Behold the Lamb (Day 5)

"So we share in this bread of life.  And we drink of His sacrifice.  As a sign of our love.  Around the table of the King."
      - Kieth and Kristen Getty

From the smell of the homemade unleavened bread, to the smell of the roasted lamb roast, to the flutter of the red paper streamers above the doorway, today is the most interactive of all the stories.  Today, we celebrate the Passover and remember God's redemptive work on the cross.

In the early afternoon, I had the children watch the Jesus Storybook Bible version of the Passover story (called God to the Rescue).  Then, my daughter helped me make the unleavened bread.  We mixed, kneaded, flattened, stabbed, and striped the bread, talking the whole time about the Sinless Savior who was beaten and pierced for us.

We eat the bread to remember Jesus, the Bread of Life.

A few hours later, I placed the lamb roast in the oven.  I had been talking to the kids all week about the source of the lamb (a real animal) and the purpose of the lamb in the past.  We touched its blood and talked about God's allowance in the animal sacrifices to cover our sins.  We mourned that one little lamb couldn't cover all the sins for all time.  Then, we learned that the Bible calls Jesus the Lamb of God and talked about what that meant.  We rejoiced that Jesus' sacrifice on the cross covered everyone's sins for all time.

We eat the lamb to remember Jesus, the last Passover Lamb.

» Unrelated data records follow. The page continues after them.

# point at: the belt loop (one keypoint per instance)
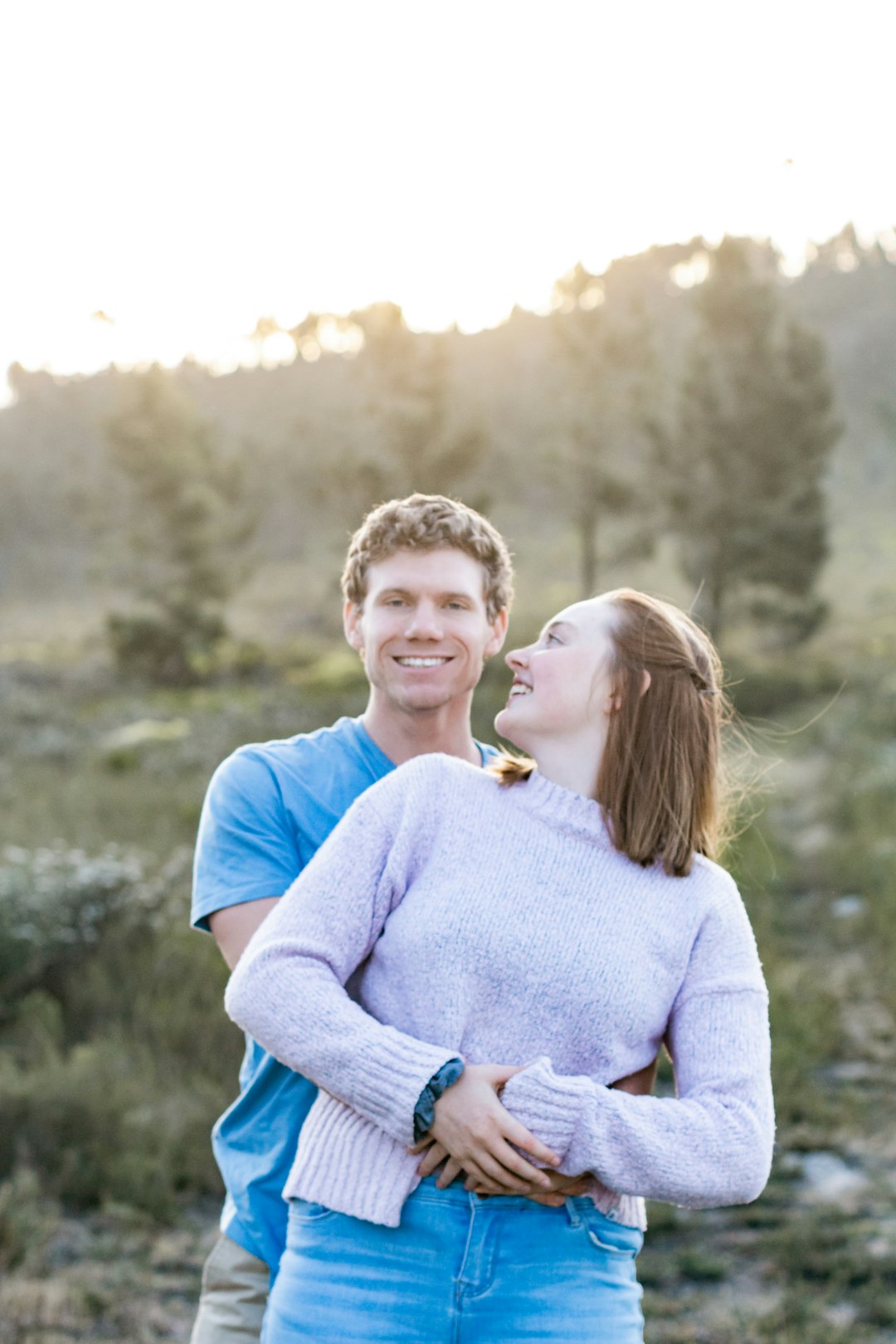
(572, 1213)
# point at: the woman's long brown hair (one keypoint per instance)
(660, 777)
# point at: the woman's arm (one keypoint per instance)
(712, 1142)
(709, 1146)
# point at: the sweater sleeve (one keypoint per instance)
(712, 1142)
(288, 990)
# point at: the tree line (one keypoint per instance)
(644, 407)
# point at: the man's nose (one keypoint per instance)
(425, 622)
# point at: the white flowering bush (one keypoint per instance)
(56, 903)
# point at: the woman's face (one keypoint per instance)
(562, 689)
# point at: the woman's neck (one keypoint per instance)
(574, 769)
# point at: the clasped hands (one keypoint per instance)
(473, 1135)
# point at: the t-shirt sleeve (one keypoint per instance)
(246, 849)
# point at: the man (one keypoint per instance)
(427, 587)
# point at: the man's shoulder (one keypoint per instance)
(344, 741)
(436, 774)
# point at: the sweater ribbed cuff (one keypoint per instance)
(390, 1079)
(547, 1105)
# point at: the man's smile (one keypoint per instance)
(416, 660)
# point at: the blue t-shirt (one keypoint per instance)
(268, 810)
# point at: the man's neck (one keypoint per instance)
(406, 734)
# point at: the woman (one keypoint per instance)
(563, 921)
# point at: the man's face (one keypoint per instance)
(423, 631)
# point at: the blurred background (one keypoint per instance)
(621, 275)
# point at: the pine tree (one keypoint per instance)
(742, 474)
(190, 524)
(597, 421)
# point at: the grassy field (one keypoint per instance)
(114, 1057)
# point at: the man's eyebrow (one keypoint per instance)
(441, 597)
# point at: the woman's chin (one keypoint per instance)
(504, 724)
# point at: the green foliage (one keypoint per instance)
(27, 1218)
(743, 470)
(190, 526)
(114, 1053)
(56, 905)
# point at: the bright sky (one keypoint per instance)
(188, 167)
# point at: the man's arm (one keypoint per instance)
(232, 926)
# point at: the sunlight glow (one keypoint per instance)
(184, 169)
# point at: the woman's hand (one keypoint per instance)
(561, 1187)
(480, 1137)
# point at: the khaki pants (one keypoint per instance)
(232, 1298)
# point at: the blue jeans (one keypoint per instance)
(458, 1270)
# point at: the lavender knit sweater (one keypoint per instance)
(501, 925)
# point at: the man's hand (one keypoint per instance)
(563, 1187)
(481, 1137)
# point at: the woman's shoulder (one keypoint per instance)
(711, 886)
(431, 777)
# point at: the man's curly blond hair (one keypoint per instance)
(423, 523)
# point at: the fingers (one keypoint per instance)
(520, 1137)
(499, 1074)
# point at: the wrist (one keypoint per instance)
(438, 1083)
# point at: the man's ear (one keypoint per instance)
(353, 626)
(499, 633)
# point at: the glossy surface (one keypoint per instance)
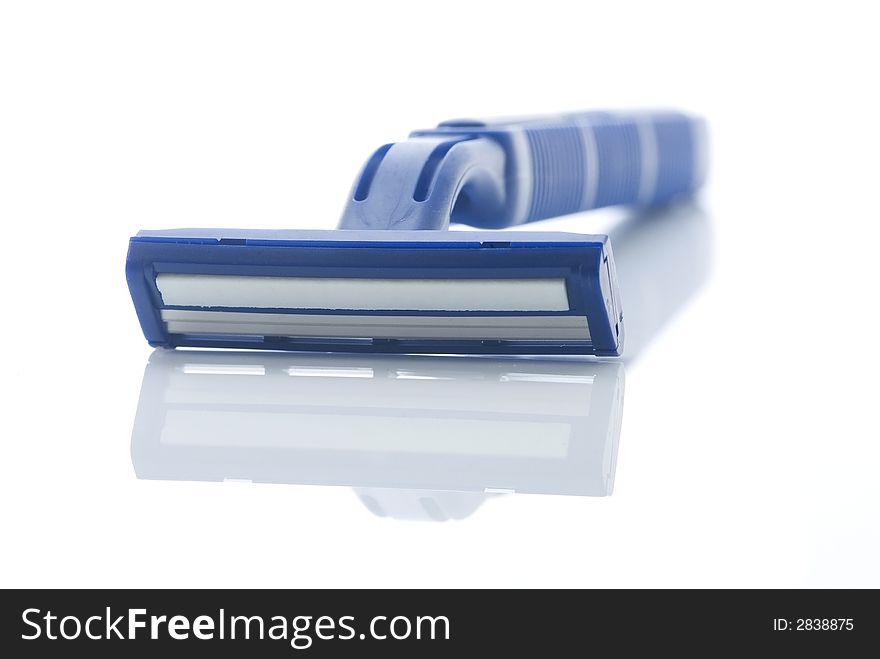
(748, 453)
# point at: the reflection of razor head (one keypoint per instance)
(415, 423)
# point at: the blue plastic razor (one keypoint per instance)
(392, 278)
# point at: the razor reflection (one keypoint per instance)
(417, 436)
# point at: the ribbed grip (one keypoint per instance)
(563, 164)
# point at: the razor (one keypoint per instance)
(393, 278)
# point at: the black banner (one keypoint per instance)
(432, 623)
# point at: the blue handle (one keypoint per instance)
(502, 173)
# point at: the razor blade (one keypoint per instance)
(392, 279)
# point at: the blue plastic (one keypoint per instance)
(579, 260)
(489, 174)
(497, 174)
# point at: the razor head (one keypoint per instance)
(439, 292)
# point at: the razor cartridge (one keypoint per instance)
(391, 278)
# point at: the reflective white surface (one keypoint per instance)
(748, 453)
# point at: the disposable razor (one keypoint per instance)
(392, 278)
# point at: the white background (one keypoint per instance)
(749, 454)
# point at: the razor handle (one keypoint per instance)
(502, 173)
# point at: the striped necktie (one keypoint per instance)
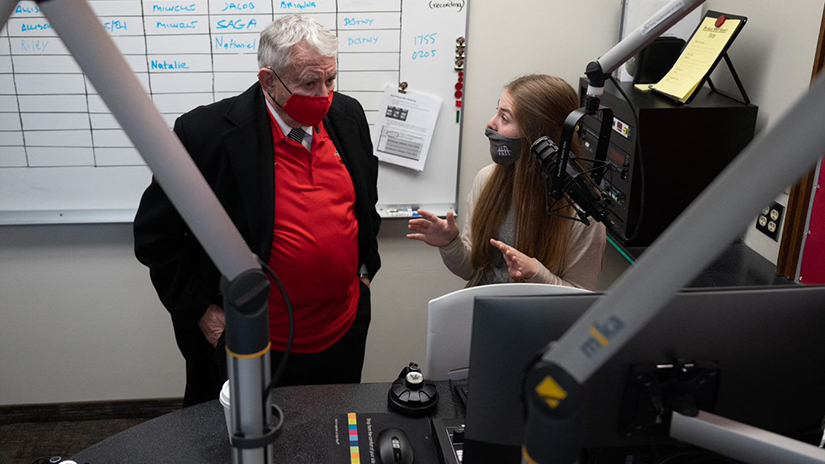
(297, 134)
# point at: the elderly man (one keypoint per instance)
(292, 163)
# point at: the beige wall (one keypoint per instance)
(78, 317)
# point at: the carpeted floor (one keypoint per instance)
(30, 432)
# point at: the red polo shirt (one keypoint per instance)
(314, 244)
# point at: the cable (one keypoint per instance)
(639, 158)
(282, 365)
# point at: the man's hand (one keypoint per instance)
(433, 230)
(213, 323)
(519, 265)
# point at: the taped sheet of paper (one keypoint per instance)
(697, 59)
(405, 126)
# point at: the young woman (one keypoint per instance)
(508, 236)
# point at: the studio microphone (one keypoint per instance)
(576, 185)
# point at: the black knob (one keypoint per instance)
(458, 435)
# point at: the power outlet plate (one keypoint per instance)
(770, 220)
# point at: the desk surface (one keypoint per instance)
(198, 434)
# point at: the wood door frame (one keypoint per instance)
(790, 248)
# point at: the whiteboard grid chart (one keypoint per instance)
(185, 53)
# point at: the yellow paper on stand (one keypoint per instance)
(696, 60)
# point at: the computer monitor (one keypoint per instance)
(767, 343)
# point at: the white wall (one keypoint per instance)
(80, 321)
(774, 56)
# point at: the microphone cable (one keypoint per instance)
(281, 365)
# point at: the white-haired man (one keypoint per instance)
(292, 163)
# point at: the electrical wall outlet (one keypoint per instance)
(770, 219)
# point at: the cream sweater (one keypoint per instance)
(582, 264)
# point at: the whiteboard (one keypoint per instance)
(65, 159)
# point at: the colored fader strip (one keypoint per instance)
(354, 454)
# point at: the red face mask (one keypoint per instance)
(307, 110)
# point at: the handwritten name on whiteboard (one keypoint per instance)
(452, 4)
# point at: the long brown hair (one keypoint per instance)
(540, 105)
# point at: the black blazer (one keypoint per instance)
(231, 143)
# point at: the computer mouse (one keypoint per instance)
(394, 447)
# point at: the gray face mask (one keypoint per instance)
(504, 150)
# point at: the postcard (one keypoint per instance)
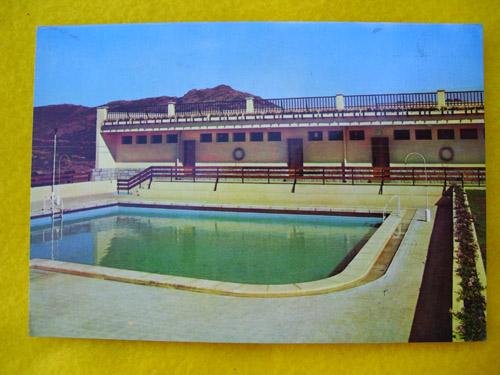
(262, 182)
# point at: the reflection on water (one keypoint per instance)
(249, 248)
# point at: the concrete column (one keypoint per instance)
(339, 102)
(441, 99)
(103, 157)
(171, 109)
(249, 105)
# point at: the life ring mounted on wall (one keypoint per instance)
(446, 153)
(238, 154)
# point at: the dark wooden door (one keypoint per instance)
(189, 154)
(380, 152)
(295, 153)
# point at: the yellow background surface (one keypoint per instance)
(20, 353)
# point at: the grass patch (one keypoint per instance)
(477, 202)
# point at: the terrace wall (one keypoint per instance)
(466, 151)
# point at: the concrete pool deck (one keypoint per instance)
(378, 311)
(64, 305)
(354, 274)
(341, 198)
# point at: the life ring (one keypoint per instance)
(238, 154)
(446, 153)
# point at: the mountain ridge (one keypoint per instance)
(76, 126)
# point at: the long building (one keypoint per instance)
(446, 128)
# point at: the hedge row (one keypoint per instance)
(472, 316)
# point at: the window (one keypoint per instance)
(256, 136)
(127, 140)
(141, 139)
(446, 134)
(238, 137)
(172, 138)
(336, 135)
(157, 138)
(222, 137)
(468, 133)
(206, 137)
(356, 135)
(315, 136)
(274, 136)
(401, 135)
(423, 134)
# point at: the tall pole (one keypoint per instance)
(54, 163)
(427, 210)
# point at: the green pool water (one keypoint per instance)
(236, 247)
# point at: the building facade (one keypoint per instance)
(446, 128)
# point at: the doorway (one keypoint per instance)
(380, 152)
(189, 154)
(295, 153)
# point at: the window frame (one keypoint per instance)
(222, 137)
(400, 132)
(464, 131)
(140, 138)
(333, 139)
(129, 138)
(360, 132)
(315, 135)
(445, 133)
(253, 134)
(168, 138)
(206, 138)
(420, 132)
(239, 134)
(154, 137)
(272, 135)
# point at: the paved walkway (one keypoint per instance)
(432, 321)
(380, 311)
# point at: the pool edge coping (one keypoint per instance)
(357, 270)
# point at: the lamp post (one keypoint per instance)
(65, 157)
(52, 197)
(427, 210)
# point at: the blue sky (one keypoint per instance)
(92, 65)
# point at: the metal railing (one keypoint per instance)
(391, 101)
(317, 104)
(64, 178)
(464, 99)
(324, 175)
(229, 107)
(290, 105)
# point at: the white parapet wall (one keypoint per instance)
(74, 190)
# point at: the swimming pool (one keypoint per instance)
(254, 248)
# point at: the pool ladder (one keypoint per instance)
(56, 207)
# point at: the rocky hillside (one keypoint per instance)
(76, 127)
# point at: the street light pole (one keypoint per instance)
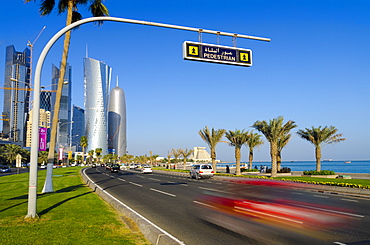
(32, 188)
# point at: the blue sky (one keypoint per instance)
(315, 71)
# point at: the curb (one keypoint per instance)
(152, 232)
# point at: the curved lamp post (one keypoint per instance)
(32, 188)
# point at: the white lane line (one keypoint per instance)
(349, 200)
(135, 184)
(210, 189)
(166, 193)
(331, 211)
(155, 179)
(320, 196)
(132, 210)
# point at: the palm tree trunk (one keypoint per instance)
(250, 158)
(237, 158)
(273, 152)
(318, 158)
(48, 186)
(278, 161)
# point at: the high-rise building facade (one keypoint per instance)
(16, 94)
(44, 122)
(117, 142)
(78, 127)
(97, 78)
(64, 123)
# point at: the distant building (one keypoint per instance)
(200, 155)
(64, 124)
(78, 127)
(44, 122)
(117, 141)
(16, 94)
(97, 78)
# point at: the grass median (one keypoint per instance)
(73, 214)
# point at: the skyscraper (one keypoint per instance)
(117, 122)
(97, 77)
(16, 93)
(78, 127)
(64, 127)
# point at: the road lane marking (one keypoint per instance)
(297, 193)
(320, 196)
(133, 211)
(331, 211)
(166, 193)
(210, 189)
(349, 200)
(155, 179)
(135, 184)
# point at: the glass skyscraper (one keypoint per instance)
(63, 134)
(97, 78)
(78, 127)
(16, 94)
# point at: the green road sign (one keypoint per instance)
(217, 54)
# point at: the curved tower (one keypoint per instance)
(117, 141)
(97, 77)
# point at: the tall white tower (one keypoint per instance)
(117, 140)
(97, 77)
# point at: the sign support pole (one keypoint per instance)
(32, 188)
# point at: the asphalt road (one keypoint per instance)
(168, 201)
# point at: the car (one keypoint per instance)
(114, 168)
(201, 171)
(5, 169)
(146, 169)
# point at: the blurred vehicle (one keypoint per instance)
(146, 169)
(264, 209)
(5, 169)
(201, 171)
(114, 168)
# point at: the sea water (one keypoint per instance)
(336, 166)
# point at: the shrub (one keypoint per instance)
(322, 172)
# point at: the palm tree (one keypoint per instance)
(282, 142)
(212, 138)
(237, 139)
(83, 143)
(253, 141)
(185, 154)
(273, 131)
(96, 8)
(320, 137)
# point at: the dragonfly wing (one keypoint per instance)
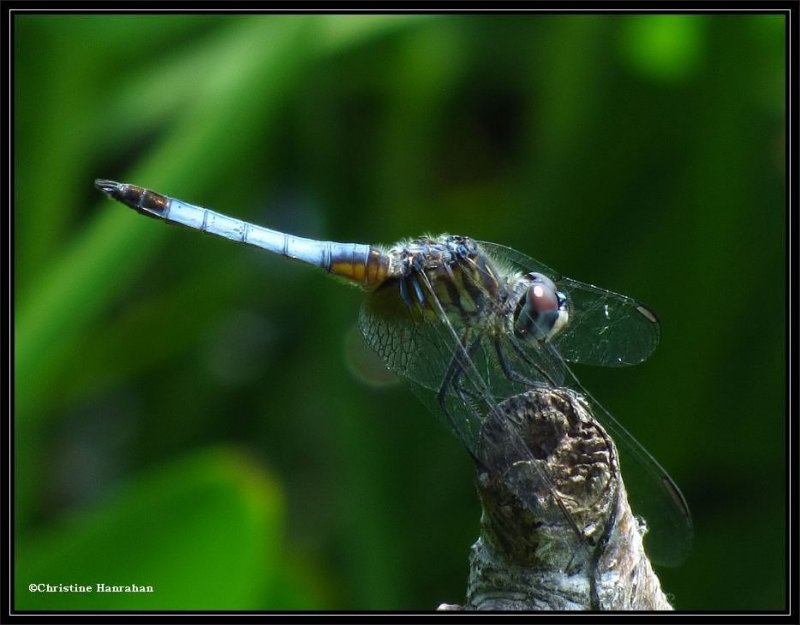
(604, 328)
(438, 351)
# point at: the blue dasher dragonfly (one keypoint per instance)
(469, 324)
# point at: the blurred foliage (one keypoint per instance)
(172, 391)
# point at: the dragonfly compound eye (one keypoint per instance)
(542, 311)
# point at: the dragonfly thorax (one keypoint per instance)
(450, 271)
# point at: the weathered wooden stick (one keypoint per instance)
(530, 555)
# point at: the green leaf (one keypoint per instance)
(204, 533)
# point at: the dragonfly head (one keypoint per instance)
(541, 311)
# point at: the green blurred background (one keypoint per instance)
(190, 414)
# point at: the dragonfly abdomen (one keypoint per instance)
(364, 265)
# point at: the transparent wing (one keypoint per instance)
(422, 347)
(605, 328)
(429, 348)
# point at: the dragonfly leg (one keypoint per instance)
(452, 381)
(515, 376)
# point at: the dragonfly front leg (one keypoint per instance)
(452, 382)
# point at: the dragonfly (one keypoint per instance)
(468, 324)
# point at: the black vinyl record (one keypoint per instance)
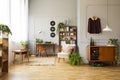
(52, 34)
(52, 29)
(52, 23)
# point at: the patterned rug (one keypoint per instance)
(42, 61)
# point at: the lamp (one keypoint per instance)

For dinner, we had lamb, unleavened bread, horseradish, asparagus, and grape juice.  Afterwards, we read "The Servant King" story from the Jesus Storybook Bible.  You can find the video of the story here.

Thursday, April 2, 2015

Behold the Lamb (Day 4)

picture source
Today is the hardest of all Bible stories- the crucifixion ("The Sun Stops Shining" in the Jesus Storybook Bible).  As a parent, it would have been easy to justify skipping this story, glazing over the yucky parts and pushing toward the happiness of Easter morning.  However, "without the shedding of blood, there is no forgiveness of sins (Hebrews 9:22)" and I want my kids to understand that.  The Bible doesn't leave out the story, so I shouldn't either.

The Jesus Storybook Bible begins at the trial and tastefully leads us to the cross.  It spends a lot of time emphasizing the innocence of Jesus and how everything that had happened was part of God's plan.  We're reminded that "the full force of God's fierce anger at sin was coming down.  On His own Son.  Instead of His people.  It was the only way God could destroy sin, and not destroy His children whose hearts were filled with sin (JSB, pg 306)."

After we finished the story, I removed the white cloth from around the cross, and wrapped it around my hand to show the kids how Jesus' body was wrapped for burial.  I placed the cloth in a clay tomb that I had made earlier this week and put a "stone" over it's entrance. Then, we, like the disciples, walked away.

Wednesday, April 1, 2015

Behold the Lamb (Day 3)

Yesterday, we read the story of the "Terrible Lie" that caused sin and brokenness to enter God's perfect world.  The last words of the story remind us of God's promise that one day, "God Himself would come (JSB, pg 35)."

Today, we skipped most of the Bible (which we had just read during Advent) and read the Christmas story (entitled "The Light of the World!" in the Jesus Storybook Bible).  Since the kids are so young, we wanted to remind them about the Jesus they already knew- the baby- before we deal with the crucifixion later this week.  Continuing the theme of Jesus being the Lamb of God, we read the story about the shepherds visiting.

Our Bible time was rushed tonight because the kids were very restless.  And, this blog post is shorter than normal because I just got back from buying our Passover lamb.

You can watch the Jesus Storybook Bible video of this story on Youtube.